Hyperbaric treatment data are from 1662 with the British Doctor Henshaw, long before the oxygen was identified as an individual element. This doctor guessed that the high increase of air pressure could ease some serious injuries and the low barometric pressure could improve chronic conditions.

European doctors such as Junod (1834), Pravaz (1837) put milestones in hyperbaric therapy. The "compressed air baths" spread throughout Europe and attracted patients from distant locations, including the United States.

In America the first hyperbaric chamber was manufactured in Canada, in 1860, a year later in New York, for treatment of nervous disorders. Corning (1881), Cuninghan (1921), Drager (1917) succeeded in hyperbaric therapy.

It was in 1937 that Behnke and Shaw used hyperbaric oxygen for decompression sickness.
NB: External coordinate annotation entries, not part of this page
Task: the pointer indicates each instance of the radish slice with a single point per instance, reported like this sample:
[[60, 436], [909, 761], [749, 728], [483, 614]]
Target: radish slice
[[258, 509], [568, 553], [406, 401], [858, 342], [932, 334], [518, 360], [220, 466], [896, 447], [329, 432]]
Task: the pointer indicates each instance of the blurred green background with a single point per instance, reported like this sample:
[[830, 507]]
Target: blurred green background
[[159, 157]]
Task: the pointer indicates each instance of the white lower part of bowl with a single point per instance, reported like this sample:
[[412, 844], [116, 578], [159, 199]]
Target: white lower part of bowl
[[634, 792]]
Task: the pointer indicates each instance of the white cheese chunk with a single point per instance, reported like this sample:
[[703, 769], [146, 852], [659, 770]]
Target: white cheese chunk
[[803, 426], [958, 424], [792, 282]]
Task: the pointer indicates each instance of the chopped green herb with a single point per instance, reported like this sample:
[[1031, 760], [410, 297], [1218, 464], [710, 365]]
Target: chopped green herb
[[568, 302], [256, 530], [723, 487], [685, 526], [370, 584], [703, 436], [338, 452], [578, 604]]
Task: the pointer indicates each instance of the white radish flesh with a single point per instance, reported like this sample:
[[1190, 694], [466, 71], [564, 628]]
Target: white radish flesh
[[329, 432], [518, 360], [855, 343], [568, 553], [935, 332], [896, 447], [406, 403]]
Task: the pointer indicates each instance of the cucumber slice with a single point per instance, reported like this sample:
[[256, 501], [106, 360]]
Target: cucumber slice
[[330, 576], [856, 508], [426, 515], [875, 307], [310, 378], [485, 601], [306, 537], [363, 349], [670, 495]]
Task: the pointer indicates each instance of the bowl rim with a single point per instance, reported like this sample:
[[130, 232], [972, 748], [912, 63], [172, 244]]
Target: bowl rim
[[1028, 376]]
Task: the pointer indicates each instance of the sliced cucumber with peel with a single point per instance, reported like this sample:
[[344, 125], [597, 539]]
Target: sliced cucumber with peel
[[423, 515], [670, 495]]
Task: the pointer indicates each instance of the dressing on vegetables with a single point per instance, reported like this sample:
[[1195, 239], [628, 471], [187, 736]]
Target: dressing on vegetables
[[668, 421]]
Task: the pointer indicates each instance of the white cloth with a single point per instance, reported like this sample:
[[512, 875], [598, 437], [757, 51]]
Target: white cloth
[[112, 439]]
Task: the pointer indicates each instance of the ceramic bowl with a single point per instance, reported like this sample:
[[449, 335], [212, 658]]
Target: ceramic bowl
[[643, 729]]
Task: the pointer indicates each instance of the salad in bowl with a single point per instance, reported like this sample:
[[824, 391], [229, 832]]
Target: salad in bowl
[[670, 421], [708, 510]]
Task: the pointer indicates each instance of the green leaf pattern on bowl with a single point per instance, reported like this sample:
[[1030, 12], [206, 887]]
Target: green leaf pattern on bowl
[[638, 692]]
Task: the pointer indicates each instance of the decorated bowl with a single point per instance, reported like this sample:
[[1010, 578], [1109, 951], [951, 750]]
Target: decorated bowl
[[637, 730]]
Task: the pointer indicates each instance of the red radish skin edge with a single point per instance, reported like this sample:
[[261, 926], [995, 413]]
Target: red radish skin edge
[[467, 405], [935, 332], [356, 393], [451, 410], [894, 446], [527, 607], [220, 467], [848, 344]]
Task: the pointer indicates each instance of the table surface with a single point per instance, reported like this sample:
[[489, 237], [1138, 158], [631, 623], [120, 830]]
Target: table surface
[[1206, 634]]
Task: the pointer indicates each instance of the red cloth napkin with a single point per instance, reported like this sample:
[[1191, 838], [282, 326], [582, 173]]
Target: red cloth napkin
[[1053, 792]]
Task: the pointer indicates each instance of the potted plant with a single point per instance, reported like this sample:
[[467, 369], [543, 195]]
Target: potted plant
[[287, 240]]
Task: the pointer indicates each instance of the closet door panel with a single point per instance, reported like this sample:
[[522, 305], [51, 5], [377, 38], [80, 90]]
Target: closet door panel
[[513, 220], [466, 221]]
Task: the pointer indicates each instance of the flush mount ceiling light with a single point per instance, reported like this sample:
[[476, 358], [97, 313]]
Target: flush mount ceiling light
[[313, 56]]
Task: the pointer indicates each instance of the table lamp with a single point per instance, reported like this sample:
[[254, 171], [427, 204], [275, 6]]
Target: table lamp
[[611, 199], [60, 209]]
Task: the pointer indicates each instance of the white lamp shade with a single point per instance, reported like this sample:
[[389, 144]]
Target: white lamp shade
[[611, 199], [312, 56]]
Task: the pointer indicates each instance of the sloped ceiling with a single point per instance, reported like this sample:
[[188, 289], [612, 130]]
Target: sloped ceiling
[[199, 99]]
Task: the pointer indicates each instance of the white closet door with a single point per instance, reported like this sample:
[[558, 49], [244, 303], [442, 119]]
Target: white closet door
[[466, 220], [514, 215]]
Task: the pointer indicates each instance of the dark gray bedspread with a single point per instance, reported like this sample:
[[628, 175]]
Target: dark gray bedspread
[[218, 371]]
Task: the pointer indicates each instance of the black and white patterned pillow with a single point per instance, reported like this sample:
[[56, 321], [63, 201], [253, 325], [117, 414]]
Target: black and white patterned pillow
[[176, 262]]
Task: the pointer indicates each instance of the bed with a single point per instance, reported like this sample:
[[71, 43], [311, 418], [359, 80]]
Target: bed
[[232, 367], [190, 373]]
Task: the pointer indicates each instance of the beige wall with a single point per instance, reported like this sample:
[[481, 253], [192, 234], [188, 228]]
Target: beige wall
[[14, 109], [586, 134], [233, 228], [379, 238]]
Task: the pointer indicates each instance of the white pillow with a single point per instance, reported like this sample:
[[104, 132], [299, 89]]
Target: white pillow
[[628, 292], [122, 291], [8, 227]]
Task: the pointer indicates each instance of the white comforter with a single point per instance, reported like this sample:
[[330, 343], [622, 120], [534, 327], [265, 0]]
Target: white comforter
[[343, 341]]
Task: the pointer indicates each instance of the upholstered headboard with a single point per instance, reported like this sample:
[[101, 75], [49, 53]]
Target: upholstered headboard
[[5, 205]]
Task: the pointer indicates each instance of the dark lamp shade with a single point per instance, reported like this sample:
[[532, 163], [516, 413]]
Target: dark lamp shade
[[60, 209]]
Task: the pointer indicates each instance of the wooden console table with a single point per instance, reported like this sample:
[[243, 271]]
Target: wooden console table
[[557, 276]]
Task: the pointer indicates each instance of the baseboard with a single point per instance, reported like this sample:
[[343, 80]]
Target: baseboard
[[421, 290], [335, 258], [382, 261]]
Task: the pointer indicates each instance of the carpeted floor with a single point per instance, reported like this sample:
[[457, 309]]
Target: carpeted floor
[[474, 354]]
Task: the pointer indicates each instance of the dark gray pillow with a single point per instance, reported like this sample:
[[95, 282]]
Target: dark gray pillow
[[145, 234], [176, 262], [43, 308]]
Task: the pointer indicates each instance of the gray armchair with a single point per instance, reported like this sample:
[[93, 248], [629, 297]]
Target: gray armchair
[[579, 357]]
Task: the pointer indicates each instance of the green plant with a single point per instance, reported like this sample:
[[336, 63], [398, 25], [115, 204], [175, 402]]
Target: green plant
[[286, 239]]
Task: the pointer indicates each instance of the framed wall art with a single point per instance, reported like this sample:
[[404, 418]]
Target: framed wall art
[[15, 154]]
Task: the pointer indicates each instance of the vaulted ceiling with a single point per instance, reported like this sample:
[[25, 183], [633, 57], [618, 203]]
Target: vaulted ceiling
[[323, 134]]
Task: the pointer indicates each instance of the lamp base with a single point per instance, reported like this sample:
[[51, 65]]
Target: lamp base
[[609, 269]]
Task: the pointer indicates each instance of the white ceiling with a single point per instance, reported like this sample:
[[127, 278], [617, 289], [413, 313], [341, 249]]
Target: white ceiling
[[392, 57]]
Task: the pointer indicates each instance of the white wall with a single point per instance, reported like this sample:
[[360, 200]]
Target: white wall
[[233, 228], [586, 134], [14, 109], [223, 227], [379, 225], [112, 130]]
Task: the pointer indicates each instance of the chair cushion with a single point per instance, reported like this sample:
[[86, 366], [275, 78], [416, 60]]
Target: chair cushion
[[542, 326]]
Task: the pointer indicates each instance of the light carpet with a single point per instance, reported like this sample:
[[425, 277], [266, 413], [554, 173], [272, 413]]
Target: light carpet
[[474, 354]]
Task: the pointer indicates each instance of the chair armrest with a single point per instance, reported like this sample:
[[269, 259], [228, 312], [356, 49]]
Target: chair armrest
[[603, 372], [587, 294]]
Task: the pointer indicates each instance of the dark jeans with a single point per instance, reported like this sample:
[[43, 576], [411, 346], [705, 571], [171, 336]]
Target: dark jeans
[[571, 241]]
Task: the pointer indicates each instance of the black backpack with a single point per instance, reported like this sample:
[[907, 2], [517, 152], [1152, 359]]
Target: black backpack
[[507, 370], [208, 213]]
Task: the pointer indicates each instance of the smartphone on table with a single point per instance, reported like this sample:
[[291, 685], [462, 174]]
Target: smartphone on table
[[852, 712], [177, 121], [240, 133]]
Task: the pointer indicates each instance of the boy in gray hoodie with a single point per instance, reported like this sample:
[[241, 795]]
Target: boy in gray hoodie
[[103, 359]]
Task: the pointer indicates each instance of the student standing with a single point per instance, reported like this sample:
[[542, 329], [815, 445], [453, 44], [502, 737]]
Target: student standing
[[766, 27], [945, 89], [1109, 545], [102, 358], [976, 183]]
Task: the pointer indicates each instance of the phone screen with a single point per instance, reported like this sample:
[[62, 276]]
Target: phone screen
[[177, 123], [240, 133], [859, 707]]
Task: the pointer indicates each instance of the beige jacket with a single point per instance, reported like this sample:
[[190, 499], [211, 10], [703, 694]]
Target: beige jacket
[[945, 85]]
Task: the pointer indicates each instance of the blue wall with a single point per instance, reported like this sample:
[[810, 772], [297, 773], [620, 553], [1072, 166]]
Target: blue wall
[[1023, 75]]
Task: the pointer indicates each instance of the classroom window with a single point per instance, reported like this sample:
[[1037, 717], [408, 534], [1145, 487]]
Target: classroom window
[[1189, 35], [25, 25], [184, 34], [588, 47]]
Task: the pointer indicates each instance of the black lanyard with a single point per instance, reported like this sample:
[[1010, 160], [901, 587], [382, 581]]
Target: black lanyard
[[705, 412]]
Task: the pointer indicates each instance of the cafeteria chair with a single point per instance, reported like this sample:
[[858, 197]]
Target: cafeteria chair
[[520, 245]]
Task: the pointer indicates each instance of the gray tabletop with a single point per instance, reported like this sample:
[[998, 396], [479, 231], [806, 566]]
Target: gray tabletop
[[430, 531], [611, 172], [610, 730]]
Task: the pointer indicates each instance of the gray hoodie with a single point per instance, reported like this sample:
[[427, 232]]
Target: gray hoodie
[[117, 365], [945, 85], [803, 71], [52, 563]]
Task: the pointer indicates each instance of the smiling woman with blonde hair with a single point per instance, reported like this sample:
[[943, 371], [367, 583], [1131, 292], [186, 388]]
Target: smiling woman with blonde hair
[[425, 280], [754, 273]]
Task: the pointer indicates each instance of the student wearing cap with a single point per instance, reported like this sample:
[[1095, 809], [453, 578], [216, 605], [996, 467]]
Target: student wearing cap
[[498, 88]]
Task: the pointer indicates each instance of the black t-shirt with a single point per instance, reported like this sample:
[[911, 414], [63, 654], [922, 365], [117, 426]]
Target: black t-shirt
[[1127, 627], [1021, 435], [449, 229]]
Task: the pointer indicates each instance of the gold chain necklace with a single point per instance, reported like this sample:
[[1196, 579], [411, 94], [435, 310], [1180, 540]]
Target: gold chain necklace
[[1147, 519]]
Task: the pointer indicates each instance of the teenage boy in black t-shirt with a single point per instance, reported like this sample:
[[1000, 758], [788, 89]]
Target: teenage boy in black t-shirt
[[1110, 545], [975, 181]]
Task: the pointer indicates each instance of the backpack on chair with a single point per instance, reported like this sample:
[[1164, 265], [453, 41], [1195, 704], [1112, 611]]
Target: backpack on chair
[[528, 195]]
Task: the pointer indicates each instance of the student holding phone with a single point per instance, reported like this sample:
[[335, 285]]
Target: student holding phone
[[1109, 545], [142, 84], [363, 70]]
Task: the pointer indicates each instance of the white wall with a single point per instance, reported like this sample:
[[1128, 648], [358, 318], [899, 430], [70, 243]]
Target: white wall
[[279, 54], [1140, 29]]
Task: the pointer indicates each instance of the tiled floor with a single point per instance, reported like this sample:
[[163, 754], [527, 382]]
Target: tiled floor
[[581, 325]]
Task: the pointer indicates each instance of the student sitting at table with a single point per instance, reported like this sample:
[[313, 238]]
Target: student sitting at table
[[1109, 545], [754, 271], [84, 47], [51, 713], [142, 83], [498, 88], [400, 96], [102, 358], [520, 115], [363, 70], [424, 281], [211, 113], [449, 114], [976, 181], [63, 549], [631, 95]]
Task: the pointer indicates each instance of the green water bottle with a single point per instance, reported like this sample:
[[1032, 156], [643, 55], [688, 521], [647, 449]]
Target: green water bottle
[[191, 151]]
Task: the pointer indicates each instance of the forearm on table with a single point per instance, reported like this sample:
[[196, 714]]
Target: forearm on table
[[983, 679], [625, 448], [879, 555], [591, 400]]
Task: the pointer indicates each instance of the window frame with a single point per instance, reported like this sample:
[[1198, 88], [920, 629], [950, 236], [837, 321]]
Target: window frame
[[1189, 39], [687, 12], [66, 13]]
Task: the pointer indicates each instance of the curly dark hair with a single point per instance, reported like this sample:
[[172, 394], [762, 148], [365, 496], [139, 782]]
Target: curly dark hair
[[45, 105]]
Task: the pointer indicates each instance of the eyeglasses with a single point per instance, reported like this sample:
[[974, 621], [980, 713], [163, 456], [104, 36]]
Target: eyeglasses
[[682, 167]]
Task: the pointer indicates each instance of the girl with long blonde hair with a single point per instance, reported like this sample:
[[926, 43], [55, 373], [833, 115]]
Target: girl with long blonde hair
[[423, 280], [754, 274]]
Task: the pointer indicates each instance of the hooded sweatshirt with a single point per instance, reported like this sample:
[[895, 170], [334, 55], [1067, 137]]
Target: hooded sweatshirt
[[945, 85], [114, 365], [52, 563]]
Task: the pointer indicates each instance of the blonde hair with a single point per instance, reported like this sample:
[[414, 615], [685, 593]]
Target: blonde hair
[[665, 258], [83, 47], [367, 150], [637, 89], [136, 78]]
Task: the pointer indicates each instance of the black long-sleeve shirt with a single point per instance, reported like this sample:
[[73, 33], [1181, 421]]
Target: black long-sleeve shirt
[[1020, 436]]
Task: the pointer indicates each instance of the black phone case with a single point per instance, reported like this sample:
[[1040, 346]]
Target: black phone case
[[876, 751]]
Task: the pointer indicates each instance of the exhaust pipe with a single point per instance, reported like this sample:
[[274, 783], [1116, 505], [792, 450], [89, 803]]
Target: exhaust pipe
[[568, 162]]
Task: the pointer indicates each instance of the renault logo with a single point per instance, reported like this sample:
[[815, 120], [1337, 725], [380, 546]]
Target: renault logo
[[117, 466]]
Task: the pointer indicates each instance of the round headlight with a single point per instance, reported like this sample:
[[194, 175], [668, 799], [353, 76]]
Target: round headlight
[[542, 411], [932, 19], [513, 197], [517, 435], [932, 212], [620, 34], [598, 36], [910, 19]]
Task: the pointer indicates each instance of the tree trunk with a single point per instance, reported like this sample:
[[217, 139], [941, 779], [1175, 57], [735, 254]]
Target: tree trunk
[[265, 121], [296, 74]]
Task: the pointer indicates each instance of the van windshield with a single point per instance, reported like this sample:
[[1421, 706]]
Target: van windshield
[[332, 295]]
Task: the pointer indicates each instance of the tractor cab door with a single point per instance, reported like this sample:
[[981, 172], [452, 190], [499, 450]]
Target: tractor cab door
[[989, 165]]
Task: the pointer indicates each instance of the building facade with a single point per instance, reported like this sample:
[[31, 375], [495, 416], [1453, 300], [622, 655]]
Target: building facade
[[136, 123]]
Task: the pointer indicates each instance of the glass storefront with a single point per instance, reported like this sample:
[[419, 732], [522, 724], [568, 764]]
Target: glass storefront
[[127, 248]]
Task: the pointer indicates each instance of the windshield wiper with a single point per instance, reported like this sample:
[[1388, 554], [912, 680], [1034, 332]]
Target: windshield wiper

Between 1950 and 1960 accelerated the study of oxygen in the fields of aviation and marine diving, especially by the NASA; when transcended these researches to the scientific community the therapeutic applications increased.

Since the founding of the Undersea and Hyperbaric Medical Society (UHMS) in 1967, were formed in many countries medical organizations dedicated to research and treatments with hyperbaric oxygen. Today, hyperbaric chambers are widespread around the world and this therapy has become a modern specialty.